Değerli kardeşlerim; Allâh, peygamberlerin sonuncusu olan, peygamber efendimiz Muḥammed‘i gönderdi. O ise, emrolunduğu şeyleri yerine getirdi, risaleti tebliğ etti, müjdeledi ve uyardı. Kendisine eziyet edildi, ancak o sabretti. O, sıcakta ve soğukta, yazda ve kışta, gece gündüz, sıkılmadan ve bıkmadan öğretti ve emretti. Öyle ki, ona karşı azgın davrananlar, ona itaat ettiler ve onun vaazlarından dolayı kaya gibi sert olan kalpler yumuşadı. Onun yolunun nuru ile kararmış olan kalpler aydınlandı. Allâh onu, doğruluğunun delili olarak açık mucizeler ile destekledi. Peygamber efendimize, hayatında hasıl olan mucizeler bir hayli çoktur. Bir söze göre, bu mucizelerin sayısı 1000 ile 3000 arasındadır. İmam Şâfi‘î şöyle buyurmuştur: ‘Allâh, Muḥammed’e, diğer peygamberlere verilen mucizelerin ya mislini, ya da daha yücesini vermiştir.’

İmam Şâfi‘î‘ye ‘Îsâ peygambere ölüleri diriltme mucizesi verildi’ dendiğinde ise, kendisi şöyle cevap vermiştir: ‘Kendisine (Muḥammed’e), bir ağaç kütüğün ona olan hasretinden dolayı inlemesi mucizesi verilmiştir, öyle ki ağaç kütüğünün sesi duyulmuştu. Bu daha büyük bir mucizedir.’ Buhârî Sahih‘inde Câbir bin Abdillâh‘tan (Radiyallâhu anhumâ), bir kadının, Allâh Rasûlü’ne şöyle dediğini rivayet etmektedir: ‘Ey, Allâh‘ın Rasûlü, sana, üzerinde durabileceğin bir şey yaptırmayayım mı? Benim marangoz olan bir oğlum var. Peygamber efendimiz meâlen şöyle buyurdu: Dilersen, yap. Câbir bin Abdillâh devamında şöyle buyurdu: ‘Böylece onun için minberi inşa ettirdi ve Rasûlullâh, cuma günü, kendisi için yapılan minberin üzerine çıktı. Önceden hutbeyi başında verdiği ağaç kütüğü çığlık attı ve az kalsın parçalanacaktı. Sonrasında peygamber indi, onu tuttu ve ona sarıldı. İnlemekte olan ağaç kütüğü – sakinleştirilen çocuk gibi – yavaş yavaş sakinleşti, İbn-i Hibbân Sahih’inde, Hasan’ın (Radiyallâhu anhu) bu konu hakkında konuştuğunda ağlayıp şöyle dediğini rivayet ediyor: ‘Ey Allâh’ın kullları, bir ağaç Rasûlullâh’a hasret kaldı. Öyleyse sizin ona daha fazla hasret duymanız gerekiyor.’

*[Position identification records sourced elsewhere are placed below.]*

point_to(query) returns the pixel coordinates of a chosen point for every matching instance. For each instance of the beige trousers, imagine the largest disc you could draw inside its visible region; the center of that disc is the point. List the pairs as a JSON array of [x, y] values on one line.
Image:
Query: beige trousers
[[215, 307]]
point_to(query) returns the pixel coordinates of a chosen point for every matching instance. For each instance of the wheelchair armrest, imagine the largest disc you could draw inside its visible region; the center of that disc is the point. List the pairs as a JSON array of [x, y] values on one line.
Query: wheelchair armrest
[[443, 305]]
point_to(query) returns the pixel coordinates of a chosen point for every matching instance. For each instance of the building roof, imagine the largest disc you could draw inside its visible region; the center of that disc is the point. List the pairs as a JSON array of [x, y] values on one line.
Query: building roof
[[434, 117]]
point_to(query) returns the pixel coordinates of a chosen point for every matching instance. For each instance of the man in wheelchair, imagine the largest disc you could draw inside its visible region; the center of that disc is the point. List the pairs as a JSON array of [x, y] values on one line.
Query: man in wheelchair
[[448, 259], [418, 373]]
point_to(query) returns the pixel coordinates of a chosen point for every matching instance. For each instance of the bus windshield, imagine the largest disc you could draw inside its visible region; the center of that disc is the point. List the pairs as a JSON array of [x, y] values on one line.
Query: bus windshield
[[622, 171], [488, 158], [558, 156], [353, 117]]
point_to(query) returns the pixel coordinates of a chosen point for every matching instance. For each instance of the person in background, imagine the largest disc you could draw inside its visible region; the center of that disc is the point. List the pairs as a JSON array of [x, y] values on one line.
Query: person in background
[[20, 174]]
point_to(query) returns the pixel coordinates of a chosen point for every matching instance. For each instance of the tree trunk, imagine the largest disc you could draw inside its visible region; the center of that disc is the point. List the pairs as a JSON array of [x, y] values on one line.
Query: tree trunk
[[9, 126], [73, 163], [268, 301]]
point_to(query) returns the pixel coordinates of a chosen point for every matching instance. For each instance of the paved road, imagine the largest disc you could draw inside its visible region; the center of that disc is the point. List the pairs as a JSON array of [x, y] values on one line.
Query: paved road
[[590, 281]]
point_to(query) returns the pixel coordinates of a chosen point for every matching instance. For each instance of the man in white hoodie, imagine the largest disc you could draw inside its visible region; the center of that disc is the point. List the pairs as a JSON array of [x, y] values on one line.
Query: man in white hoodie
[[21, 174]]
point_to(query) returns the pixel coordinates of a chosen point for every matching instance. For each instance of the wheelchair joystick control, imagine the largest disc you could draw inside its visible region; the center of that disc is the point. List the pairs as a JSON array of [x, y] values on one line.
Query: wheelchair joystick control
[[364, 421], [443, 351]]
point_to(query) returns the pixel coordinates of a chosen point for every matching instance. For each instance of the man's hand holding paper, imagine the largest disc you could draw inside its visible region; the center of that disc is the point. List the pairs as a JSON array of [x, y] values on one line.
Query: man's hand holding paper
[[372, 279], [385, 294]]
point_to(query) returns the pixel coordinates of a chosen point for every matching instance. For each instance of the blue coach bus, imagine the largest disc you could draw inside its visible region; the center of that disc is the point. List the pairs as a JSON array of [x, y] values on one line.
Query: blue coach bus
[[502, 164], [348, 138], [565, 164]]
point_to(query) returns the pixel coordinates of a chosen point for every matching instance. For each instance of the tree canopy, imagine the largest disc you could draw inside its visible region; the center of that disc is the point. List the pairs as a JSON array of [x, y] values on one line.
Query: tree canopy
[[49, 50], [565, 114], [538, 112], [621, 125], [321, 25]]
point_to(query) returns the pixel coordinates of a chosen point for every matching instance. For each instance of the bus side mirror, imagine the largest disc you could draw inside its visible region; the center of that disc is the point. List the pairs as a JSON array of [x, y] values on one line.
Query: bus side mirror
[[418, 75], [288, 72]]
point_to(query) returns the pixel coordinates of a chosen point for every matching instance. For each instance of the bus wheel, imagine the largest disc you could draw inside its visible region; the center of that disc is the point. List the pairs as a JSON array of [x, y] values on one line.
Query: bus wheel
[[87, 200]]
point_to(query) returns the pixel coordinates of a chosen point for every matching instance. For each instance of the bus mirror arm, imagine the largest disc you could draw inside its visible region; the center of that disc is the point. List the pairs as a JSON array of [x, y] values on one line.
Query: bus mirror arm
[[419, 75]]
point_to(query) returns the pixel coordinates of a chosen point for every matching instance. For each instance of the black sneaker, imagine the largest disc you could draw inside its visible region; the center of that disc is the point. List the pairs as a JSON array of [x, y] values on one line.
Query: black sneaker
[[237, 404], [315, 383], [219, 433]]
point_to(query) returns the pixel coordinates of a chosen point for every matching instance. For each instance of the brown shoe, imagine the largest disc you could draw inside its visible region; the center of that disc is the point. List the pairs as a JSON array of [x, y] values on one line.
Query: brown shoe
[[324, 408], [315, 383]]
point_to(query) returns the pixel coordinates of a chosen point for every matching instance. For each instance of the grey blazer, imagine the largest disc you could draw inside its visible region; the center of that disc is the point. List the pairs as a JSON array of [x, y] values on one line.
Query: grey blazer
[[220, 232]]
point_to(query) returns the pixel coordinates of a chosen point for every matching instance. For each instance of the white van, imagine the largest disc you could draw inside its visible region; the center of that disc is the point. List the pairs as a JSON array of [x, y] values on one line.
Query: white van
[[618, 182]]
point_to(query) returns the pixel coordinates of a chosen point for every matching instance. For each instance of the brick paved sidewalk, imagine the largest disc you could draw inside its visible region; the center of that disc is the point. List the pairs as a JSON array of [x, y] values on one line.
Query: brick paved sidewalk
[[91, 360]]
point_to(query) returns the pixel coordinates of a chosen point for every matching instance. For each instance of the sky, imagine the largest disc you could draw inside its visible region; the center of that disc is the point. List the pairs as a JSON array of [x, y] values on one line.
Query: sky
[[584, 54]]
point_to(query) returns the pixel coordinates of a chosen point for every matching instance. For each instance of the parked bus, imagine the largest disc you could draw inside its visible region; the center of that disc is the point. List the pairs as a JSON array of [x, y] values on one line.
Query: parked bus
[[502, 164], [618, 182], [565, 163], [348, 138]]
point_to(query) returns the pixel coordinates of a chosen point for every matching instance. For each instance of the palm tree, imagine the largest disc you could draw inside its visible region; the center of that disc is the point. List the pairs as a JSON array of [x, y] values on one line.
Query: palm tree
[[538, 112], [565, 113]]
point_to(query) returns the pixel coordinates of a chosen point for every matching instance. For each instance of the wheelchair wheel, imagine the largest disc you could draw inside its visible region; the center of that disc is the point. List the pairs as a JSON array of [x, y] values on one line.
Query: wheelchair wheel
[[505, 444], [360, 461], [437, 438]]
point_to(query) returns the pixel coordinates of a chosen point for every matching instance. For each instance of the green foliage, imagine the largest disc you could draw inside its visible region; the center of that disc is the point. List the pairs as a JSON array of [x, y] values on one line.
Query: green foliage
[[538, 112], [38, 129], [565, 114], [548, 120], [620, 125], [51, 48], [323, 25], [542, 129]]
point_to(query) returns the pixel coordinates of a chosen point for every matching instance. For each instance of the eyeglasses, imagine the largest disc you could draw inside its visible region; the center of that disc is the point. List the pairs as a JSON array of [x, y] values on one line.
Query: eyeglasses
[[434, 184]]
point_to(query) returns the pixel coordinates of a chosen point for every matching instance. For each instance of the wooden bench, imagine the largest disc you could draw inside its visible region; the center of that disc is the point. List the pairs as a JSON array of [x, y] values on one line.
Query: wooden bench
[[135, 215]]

Peygamber efendimizin mucizelerinden birisi ise, bir ağacın gelip peygamber efendimizin peygamberliğine şahitlik etmesidir. İbn-u Hibbân, Beyhakî ve başkaları Abdullâh İbn-u Umar’dan, onun şöyle söylediğini rivayet ediyor: Rasûlullâh (sallallâhu aleyhi vesellem) ile yoldayken bedevi olan birisiyle karşılaştık. Rasûlullâh ona yaklaştı ve meâlen şöyle buyurdu: Nereye gitmek istiyorsun? Bedevi ‘Ehlime.’ dedi.

Sonra Rasûlullâh meâlen şöyle buyurdu: Seni bir hayra yönlendireyim mi?’ Bedevi ise ‘Nedir?’ diye sordu. Rasûlullâh meâlen şöyle cevap verdi: Bir olan, şeriki olmayan Allâh’tan başka İlah olmadığına ve Muḥammed’in Allâh’ın Rasûlü olduğuna şehâdet etmen. O ise şöyle sordu: ‘Buna şahit olan birisi var mı?’ Efendimiz (sallallâhu aleyhi vesellem) meâlen şöyle buyurdu: Şu ağaç. Sonrasında, vadinin kıyısında bulunan ağacı çağırdı ve ağaç yeri yararak geldi, ta ki Rasûlullâh’ın önünde durana kadar. Onu üç defa şahit tuttu ve ağaç her seferinde, dediklerine şahitlik etti.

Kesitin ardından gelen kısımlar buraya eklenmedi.